When SQL Server is temporarily down ("because its replica role is RESOLVING which does not allow connections. Try the operation again later.") then the messages end up in dead letter queue without retries.

What do I do to get retries?

I looked in the source code for the SDK, and it seems that only transient ServiceBusException give retries, but I find that quite odd.

UPDATE:

After discussing with my coworkers and looking a little bit more in Application Insights, I can see that it actually has retried 10 times, but all within 2 seconds. This is the Max Delivery Count set on the subscription itself - not on the client. This delivery is not affected by any exponential backoff as I want and need.

Max DElivery Count on subscription is 10


Solution

  • I looked in the source code for the SDK, and it seems that only transient ServiceBusException give retries, but I find that quite odd.

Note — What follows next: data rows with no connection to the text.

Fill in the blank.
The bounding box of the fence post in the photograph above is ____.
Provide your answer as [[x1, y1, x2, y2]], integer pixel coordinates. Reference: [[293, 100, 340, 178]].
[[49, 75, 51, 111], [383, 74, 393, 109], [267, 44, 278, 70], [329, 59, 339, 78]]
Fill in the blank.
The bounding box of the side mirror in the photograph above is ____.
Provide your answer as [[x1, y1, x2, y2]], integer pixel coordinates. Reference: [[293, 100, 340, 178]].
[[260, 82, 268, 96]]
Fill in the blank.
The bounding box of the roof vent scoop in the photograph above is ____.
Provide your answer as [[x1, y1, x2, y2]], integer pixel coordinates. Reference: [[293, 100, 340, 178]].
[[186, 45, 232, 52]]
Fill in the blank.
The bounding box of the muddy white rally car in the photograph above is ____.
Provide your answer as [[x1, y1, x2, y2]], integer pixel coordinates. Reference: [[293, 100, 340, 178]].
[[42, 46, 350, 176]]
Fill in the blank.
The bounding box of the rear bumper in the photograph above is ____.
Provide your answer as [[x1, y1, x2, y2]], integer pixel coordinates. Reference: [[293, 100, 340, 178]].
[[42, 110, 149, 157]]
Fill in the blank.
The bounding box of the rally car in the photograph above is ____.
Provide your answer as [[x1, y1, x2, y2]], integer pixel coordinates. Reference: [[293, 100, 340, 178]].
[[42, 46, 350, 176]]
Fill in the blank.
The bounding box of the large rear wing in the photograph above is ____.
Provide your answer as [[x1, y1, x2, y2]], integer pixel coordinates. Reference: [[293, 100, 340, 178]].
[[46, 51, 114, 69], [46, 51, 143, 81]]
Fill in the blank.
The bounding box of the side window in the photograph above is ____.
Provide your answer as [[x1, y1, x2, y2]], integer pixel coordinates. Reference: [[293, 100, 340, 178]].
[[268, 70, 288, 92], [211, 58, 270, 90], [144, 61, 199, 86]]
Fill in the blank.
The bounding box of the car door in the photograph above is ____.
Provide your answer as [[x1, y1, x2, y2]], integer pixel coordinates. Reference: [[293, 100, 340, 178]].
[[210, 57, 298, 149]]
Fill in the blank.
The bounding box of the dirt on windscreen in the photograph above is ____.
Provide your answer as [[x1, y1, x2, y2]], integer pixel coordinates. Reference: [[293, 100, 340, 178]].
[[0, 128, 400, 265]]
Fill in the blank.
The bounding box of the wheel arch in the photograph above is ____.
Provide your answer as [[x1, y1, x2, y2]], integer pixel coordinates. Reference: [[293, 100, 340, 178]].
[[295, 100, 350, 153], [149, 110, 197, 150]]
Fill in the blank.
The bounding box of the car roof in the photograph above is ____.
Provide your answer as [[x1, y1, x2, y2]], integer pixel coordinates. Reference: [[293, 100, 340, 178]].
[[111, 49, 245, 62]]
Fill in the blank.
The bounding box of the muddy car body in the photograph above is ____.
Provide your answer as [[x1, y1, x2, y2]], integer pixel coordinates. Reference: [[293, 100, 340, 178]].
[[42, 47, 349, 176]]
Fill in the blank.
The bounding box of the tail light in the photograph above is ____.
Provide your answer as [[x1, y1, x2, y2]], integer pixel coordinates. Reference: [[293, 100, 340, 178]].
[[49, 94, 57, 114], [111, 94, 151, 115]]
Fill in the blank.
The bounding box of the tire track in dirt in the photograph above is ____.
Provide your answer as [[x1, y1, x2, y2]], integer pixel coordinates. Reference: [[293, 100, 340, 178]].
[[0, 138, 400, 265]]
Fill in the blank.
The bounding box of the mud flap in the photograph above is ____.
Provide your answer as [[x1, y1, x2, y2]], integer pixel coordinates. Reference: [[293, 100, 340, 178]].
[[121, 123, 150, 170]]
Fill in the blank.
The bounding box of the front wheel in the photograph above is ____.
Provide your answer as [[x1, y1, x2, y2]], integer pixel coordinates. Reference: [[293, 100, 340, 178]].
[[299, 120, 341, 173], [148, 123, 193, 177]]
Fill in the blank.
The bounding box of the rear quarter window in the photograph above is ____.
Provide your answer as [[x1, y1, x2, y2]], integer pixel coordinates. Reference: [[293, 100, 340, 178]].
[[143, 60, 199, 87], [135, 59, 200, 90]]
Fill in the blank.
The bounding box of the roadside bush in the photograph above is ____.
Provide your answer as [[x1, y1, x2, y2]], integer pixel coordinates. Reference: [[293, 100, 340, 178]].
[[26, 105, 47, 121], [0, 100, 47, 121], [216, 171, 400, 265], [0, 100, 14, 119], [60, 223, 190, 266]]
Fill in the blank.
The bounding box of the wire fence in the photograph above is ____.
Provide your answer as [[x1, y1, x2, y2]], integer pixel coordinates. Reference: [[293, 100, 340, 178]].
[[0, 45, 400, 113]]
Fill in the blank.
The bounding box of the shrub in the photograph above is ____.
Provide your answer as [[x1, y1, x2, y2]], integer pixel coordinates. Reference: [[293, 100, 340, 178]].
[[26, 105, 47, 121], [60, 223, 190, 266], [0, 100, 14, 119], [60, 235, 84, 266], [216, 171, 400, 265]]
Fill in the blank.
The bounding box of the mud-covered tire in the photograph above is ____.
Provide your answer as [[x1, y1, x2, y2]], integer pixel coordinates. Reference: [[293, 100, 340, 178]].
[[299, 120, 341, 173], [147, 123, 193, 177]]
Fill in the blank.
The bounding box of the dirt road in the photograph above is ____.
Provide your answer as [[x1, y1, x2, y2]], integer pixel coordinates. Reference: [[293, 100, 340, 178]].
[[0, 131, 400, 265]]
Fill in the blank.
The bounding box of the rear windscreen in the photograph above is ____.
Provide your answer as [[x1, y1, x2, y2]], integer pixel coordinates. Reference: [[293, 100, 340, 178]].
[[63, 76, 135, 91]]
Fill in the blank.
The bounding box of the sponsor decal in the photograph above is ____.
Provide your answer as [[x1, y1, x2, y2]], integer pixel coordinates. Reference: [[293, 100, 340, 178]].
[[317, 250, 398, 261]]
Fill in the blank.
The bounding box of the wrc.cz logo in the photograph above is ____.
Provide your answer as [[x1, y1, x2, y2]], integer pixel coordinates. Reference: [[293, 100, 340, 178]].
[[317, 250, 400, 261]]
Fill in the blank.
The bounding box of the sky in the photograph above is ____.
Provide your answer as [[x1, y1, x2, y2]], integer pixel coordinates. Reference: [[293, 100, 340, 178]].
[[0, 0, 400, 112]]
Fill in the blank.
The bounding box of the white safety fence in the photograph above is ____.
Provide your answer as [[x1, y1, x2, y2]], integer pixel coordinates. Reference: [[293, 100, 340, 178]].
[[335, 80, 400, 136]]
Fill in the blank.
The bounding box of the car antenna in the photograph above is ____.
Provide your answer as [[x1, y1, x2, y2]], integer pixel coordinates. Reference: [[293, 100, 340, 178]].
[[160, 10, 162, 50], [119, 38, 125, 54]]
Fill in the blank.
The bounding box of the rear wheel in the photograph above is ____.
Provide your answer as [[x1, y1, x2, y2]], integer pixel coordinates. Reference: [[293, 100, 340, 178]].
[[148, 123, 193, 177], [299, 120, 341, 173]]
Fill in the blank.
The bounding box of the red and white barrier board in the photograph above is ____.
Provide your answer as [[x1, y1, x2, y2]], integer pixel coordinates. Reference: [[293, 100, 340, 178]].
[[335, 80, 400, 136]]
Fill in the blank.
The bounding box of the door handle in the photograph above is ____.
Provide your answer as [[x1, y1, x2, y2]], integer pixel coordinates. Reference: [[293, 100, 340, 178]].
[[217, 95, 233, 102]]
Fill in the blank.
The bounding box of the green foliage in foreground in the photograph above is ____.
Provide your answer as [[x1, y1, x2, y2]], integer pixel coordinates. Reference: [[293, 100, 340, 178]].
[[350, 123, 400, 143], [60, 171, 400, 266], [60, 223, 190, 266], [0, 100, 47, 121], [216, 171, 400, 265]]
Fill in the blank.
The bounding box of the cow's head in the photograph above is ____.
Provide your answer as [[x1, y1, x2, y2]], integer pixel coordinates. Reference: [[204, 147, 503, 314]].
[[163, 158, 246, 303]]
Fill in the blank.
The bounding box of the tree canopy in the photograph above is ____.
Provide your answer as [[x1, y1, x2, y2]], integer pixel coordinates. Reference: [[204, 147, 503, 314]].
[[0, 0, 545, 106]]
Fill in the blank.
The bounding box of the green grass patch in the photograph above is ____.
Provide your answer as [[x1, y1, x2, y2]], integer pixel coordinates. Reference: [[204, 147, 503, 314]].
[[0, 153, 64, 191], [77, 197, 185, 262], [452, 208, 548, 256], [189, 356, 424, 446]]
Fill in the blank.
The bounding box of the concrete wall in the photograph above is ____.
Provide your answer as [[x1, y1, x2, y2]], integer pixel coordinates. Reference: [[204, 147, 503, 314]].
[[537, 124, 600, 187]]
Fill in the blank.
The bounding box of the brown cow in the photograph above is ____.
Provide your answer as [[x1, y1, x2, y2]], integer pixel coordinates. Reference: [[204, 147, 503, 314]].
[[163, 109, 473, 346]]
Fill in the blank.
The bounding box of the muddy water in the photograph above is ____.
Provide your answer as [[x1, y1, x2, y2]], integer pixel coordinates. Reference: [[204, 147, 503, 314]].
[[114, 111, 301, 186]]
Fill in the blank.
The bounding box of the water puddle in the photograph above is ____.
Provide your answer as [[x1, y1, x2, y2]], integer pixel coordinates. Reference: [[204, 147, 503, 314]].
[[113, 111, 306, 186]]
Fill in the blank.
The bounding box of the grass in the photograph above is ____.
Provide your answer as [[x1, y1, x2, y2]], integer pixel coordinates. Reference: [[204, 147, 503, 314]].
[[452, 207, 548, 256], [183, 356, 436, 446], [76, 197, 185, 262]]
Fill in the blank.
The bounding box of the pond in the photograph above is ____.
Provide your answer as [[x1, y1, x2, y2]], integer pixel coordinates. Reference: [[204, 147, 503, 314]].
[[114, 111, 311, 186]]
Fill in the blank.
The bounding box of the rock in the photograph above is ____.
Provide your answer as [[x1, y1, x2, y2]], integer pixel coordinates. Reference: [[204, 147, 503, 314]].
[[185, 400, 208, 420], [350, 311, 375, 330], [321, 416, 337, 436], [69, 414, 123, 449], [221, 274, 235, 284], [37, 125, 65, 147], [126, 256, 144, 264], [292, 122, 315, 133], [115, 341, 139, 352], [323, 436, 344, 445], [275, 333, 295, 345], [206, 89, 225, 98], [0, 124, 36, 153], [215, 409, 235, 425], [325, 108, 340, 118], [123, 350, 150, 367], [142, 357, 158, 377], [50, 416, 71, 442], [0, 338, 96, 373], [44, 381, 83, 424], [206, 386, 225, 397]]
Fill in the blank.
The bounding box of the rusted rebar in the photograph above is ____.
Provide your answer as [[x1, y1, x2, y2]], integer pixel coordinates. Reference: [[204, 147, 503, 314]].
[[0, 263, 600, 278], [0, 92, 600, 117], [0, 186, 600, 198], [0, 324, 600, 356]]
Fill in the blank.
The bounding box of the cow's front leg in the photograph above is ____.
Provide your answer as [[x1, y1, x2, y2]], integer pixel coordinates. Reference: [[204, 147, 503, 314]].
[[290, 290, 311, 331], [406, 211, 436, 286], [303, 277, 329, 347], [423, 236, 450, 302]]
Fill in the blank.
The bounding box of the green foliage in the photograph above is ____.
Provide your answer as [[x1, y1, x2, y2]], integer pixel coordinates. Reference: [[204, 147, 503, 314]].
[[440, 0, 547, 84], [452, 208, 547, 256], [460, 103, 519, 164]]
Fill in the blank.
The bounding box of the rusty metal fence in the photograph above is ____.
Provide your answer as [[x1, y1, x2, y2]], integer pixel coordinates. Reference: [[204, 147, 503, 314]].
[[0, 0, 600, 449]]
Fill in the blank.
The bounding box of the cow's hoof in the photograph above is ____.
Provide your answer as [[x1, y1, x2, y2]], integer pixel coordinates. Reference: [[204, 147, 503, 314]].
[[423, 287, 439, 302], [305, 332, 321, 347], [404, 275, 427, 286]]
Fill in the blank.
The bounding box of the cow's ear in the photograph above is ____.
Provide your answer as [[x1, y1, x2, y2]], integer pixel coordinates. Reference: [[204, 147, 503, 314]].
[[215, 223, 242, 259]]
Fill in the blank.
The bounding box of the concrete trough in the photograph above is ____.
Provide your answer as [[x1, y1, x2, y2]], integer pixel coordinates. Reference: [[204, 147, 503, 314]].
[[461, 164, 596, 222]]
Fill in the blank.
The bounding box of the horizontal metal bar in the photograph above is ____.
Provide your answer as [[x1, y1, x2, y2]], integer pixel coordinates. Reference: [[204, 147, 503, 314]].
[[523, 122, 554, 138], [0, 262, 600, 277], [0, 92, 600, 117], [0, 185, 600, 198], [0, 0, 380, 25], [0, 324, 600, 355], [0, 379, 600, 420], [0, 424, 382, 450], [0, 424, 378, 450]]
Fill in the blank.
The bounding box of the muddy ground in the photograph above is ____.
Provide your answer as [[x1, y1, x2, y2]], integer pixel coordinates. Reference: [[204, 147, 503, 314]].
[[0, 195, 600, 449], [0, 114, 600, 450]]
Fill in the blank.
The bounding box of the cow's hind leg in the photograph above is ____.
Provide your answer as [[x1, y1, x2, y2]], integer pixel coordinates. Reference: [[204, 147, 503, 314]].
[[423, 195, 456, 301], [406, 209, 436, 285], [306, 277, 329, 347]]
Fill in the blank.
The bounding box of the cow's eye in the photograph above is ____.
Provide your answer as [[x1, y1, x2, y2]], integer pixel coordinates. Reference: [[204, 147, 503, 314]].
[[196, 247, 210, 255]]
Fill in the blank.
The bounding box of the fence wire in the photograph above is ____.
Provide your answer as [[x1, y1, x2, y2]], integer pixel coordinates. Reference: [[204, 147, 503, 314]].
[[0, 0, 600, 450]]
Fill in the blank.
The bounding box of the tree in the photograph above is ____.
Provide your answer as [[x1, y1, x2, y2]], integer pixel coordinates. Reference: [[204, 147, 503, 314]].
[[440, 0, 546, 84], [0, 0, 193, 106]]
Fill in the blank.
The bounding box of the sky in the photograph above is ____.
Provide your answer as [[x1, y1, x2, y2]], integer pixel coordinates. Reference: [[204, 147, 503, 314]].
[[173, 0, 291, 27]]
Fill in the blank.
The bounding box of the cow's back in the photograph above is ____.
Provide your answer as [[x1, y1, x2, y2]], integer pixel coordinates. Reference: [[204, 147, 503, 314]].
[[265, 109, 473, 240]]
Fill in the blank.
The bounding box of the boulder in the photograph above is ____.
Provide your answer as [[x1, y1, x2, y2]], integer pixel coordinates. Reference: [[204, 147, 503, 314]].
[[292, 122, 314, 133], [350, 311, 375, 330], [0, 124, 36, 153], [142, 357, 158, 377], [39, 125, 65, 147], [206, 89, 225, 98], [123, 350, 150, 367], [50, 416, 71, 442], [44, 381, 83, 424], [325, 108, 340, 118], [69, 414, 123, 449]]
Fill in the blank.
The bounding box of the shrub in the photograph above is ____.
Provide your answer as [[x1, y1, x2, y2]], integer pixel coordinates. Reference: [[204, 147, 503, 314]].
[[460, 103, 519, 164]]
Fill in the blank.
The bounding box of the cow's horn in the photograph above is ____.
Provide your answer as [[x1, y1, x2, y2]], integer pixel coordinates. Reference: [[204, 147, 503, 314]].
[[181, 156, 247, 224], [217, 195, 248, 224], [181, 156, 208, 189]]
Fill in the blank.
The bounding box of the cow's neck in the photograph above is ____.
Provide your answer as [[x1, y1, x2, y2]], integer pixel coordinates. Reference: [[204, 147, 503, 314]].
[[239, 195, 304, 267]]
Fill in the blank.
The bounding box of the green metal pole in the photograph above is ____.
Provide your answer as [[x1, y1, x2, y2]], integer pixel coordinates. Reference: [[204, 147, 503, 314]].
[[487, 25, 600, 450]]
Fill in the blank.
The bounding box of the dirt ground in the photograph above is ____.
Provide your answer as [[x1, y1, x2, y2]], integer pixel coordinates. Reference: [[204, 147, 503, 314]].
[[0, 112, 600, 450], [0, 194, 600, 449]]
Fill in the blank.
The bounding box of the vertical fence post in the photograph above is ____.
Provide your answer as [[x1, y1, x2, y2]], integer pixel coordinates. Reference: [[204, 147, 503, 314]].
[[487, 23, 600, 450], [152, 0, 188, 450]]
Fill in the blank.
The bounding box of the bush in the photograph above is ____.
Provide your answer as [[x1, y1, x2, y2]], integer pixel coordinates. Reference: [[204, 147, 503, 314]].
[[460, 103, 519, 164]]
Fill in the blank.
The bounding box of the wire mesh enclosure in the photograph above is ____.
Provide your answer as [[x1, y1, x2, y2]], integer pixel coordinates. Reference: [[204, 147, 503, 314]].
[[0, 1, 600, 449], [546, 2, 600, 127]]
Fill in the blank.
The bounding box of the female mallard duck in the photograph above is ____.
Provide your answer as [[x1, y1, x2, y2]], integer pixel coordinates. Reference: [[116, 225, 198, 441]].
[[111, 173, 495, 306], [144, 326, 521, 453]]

    This is correct and follows the design. When an error is a transient error (connectivity issue, throttling, etc.) the client will retry using the RetryPolicy. Otherwise, it's not something that a retry would help, therefore re-trying the same operation would not help.

    To your specific case - the code you have is executed and the message is processed. There's no issue between the client and the broker. That's why the policy is not kicking in. Further on that, you confirm that it's an application issue, given that the message is retried by your process and ends up in the dead-letter queue.

    I am struggling with messages ending up in dead letter queue too quickly.

    What you need is an application retries and backoff to ensure the message is not retried immediately multiple times, causing it to be dead-lettered. This part can be a bit tricker, depending on how long your SQL server is down. There are a few options:

    1. Schedule the message in the future to let SQL Server recover. This option will require to schedule a new message.
    2. Defer the message and handle it later. This will mean you'd need to keep a record of the deferred message SequenceNumbers. One way to implement this option is by scheduling a new message with the sequence number of the original message.
    3. Use an abstraction on top of Service Bus that provides a high-level concept/feature to perform retries, e.g. MassTransit or NServiceBus (Recoverability).